Benedetto XVI: diseguaglianze intollerabili

Gian Guido Vecchi

CITTÀ DEL VATICANO

L’ingiustizia, lo scandalo delle diseguaglianze e della fame, l’indifferenza.
Benedetto XVI lo aveva scritto, nella sua ultima enciclica dedicata all’economia e al governo della globalizzazione: «Mentre i poveri del mondo bussano ancora alle porte dell'opulenza, il mondo ricco rischia di non sentire più quei colpi alla sua porta, per una coscienza ormai incapace di riconoscere l'umano».

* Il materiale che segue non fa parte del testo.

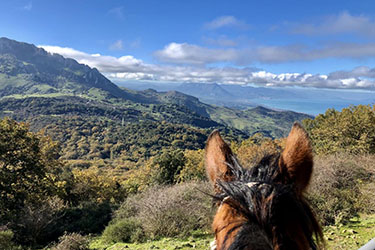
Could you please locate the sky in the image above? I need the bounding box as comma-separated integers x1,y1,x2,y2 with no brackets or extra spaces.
0,0,375,90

E ieri mattina, all’Angelus, a due giorni da un G8 che ha affrontato problemi «talora drammaticamente urgenti», il Papa è tornato a parlarne con accenti altrettanto solenni: «Ci sono nel mondo sperequazioni sociali ed ingiustizie strutturali non più tollerabili, che esigono, oltre a doverosi interventi immediati, una coordinata strategia per ricercare soluzioni globali durevoli».

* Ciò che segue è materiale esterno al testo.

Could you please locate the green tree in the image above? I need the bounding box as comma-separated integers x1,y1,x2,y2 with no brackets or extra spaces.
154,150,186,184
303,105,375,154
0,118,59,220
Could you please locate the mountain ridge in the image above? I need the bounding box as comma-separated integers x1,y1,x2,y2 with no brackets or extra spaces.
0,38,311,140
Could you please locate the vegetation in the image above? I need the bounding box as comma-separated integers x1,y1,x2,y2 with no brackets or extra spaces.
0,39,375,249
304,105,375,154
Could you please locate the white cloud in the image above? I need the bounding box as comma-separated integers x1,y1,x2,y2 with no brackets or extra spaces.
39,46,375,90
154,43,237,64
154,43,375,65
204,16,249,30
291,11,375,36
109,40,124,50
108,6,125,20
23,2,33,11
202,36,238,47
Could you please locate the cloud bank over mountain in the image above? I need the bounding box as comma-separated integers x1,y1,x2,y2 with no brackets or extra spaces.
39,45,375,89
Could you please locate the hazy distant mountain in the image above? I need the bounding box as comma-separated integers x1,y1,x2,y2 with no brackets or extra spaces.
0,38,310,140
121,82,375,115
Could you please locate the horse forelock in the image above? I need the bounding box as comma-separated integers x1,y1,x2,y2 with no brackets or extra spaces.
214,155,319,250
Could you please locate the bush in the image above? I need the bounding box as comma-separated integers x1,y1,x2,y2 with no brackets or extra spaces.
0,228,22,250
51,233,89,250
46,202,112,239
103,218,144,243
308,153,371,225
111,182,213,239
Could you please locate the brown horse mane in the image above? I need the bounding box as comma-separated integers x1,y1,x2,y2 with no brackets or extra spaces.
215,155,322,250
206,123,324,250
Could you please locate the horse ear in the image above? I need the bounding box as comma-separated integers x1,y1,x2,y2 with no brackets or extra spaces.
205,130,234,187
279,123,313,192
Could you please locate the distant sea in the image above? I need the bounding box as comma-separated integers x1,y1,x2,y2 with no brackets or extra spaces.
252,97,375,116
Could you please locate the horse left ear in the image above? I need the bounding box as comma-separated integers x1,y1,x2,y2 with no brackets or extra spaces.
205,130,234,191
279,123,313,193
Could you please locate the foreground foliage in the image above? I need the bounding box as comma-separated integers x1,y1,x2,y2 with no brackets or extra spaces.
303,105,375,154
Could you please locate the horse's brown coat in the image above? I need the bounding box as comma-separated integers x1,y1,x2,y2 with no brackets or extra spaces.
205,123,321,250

Benedetto XVI, ai fedeli in San Pietro, ricorda che l’incontro dei Grandi ha «ribadito la necessità di giungere ad accordi comuni al fine di assicurare all’umanità un futuro migliore».
Come nella Caritas in veritate, il pontefice spiega che «la Chiesa non possiede soluzioni tecniche da presentare ma, esperta in umanità, offre a tutti l’insegnamento della Sacra Scrittura sulla verità dell’uomo e annuncia il Vangelo dell’amore e della giustizia».

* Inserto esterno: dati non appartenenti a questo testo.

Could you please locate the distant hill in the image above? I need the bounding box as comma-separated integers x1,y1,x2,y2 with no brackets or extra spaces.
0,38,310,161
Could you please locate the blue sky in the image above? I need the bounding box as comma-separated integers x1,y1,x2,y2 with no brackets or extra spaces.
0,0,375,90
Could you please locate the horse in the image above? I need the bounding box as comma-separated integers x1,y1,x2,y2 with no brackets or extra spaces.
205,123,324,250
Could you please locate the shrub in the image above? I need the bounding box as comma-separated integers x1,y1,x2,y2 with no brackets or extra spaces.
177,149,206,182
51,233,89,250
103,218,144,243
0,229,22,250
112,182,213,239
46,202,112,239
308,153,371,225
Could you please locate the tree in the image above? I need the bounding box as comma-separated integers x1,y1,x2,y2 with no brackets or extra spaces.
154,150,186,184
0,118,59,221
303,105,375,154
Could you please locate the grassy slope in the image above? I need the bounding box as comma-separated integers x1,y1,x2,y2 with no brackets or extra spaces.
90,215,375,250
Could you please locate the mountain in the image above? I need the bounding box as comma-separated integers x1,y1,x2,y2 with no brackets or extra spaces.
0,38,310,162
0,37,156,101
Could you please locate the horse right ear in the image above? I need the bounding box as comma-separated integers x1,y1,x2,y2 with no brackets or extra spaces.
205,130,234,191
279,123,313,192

In questi mesi, dal viaggio in Africa agli incontri dei giorni scorsi con Obama e altri leader presenti al vertice, Benedetto XVI ha insistito su un punto centrale nella stessa enciclica: l’economia dev’essere per l’uomo, fondarsi su un’etica della persona, altrimenti finisce per distruggerlo: si tratta di «investire sull’uomo».
Così ora ripete le parole dette mercoledì, mentre si apriva il G8: «Occorre una nuova progettualità economica che ridisegni lo sviluppo in maniera globale, basandosi sul fondamento etico della responsabilità davanti Dio e all’essere umano come creatura di Dio».
La crisi impone nuove regole e, nel mondo che è casa di tutti, nessuno va tagliato fuori: «In una società in via di globalizzazione, il bene comune e l’impegno per esso non possono non assumere le dimensioni dell’intera famiglia umana».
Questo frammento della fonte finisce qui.